Researchers at a secretive biotech company based in Redwood City are trying to figure out how to reverse aging. It sounds like science fiction, yet there is widespread agreement among scientists that the work has extraordinary potential. The company, Altos Labs, has a reputation as a black box. But in March they invited the journalist Susan Dominus inside. “The most vehement disagreements are not over whether cellular aging can be reversed,” she wrote, “but how far scientists can push it.” New York Times Magazine


8.
Crews began dismantling the Vaillancourt Fountain on Monday. (Jessica Christian/S.F. Chronicle via A.P.)
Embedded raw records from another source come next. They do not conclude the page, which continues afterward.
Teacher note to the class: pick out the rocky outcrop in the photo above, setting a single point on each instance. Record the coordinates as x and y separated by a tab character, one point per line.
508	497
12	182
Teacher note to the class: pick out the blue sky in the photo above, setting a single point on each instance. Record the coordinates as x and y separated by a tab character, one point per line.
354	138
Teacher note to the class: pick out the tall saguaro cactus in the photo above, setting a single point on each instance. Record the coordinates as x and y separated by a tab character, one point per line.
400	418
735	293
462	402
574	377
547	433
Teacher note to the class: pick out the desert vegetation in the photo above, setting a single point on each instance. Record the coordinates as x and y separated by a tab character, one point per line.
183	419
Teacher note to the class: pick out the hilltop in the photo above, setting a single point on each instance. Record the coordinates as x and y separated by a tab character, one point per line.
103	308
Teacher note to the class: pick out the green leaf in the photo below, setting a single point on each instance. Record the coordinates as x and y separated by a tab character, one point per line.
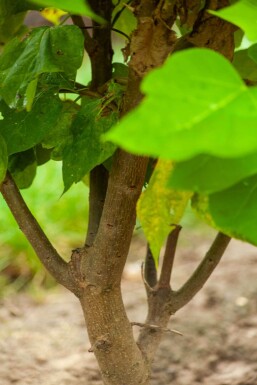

Workers on Monday began dismantling San Francisco’s Vaillancourt Fountain after months of debate over its future. Upon its debut in the early 1970s, the artwork was intensely despised by critics, one of whom described it as “incredibly ugly,” “pretentiously simple-minded,” and “literally insipid.” Yet the fountain remained, and over time even earned affection. Preservationist were ultimately unable to save the deteriorating structure as the city prepares a $32.5 million renovation of plaza. S.F. Chronicle | KGO


9.

Steve Kerr, the plainspoken coach of the Golden State Warriors, sat for an interview with the New Yorker and had a lot to say about politics. (He insisted he has no desire to run for office).

“My dad was killed by Iranian proxies forty-two years ago. I have no regard for the Iranian regime whatsoever. But the answer does not lie in starting a war and killing innocent people. Imagine being a parent of one of the one hundred and seventy-five girls who died when their school was bombed. Their loss, their suffering . . . How are they going to feel about America? Violence begets violence.”


Southern California

10.

On April 23, the late-night host Jimmy Kimmel parodied the planned White House correspondents’ dinner, saying “Mrs. Trump, you have a glow like an expectant widow.” The bit came before a gunman breached security at the Washington event on Saturday. But on Monday, President Trump called on Disney’s ABC to fire Kimmel, as White House officials sought to link the comedian to the violence. Kimmel addressed the dust-up late Monday. The joke was “obviously” directed at the Trumps’ age difference, he said. “It was not by any stretch of the definition a call to assassination.” Wall Street Journal | Washington Post

  • In his first court appearance Monday, Cole Allen, of Torrance, was charged with attempting to assassinate the president. He did not enter a plea. A.P.

11.
Westminster Mayor Charlie Nguyen posed with a new sign. (via @charlienguyenca)

Westminster just dedicated a Charlie Kirk Way, in what the mayor said is a nationwide first. The city in western Orange County is home to the country’s largest enclave of Vietnamese Americans, whose political leanings have been shaped by strong anti-communist sentiment. The City Council also designated Oct. 14, the conservative activist’s birthday, as “Charlie Kirk Day.” During debate over the proposal in November, Councilmember Carlos Manzo, the lone dissenter, accused his colleagues of trying to “out Republican each other.” OC Hoods


12.
Allyson Felix celebrated at the 2022 World Athletics Championships in Oregon. (Steph Chambers/Getty Images)

Los Angeles’s Allyson Felix is the most decorated sprinter in American history, with 11 Olympic medals to her name. At 40 years old, she’s not done. Felix, who welcomed a second child in 2024 and did not compete at the Paris Games, announced on Monday that she plans to come out of retirement in a bid to make the 2028 Olympic team in her hometown. “This is a once-in-a-lifetime homecoming,” she said. “And it is the only thing powerful enough to pull me back.” TIME | A.P.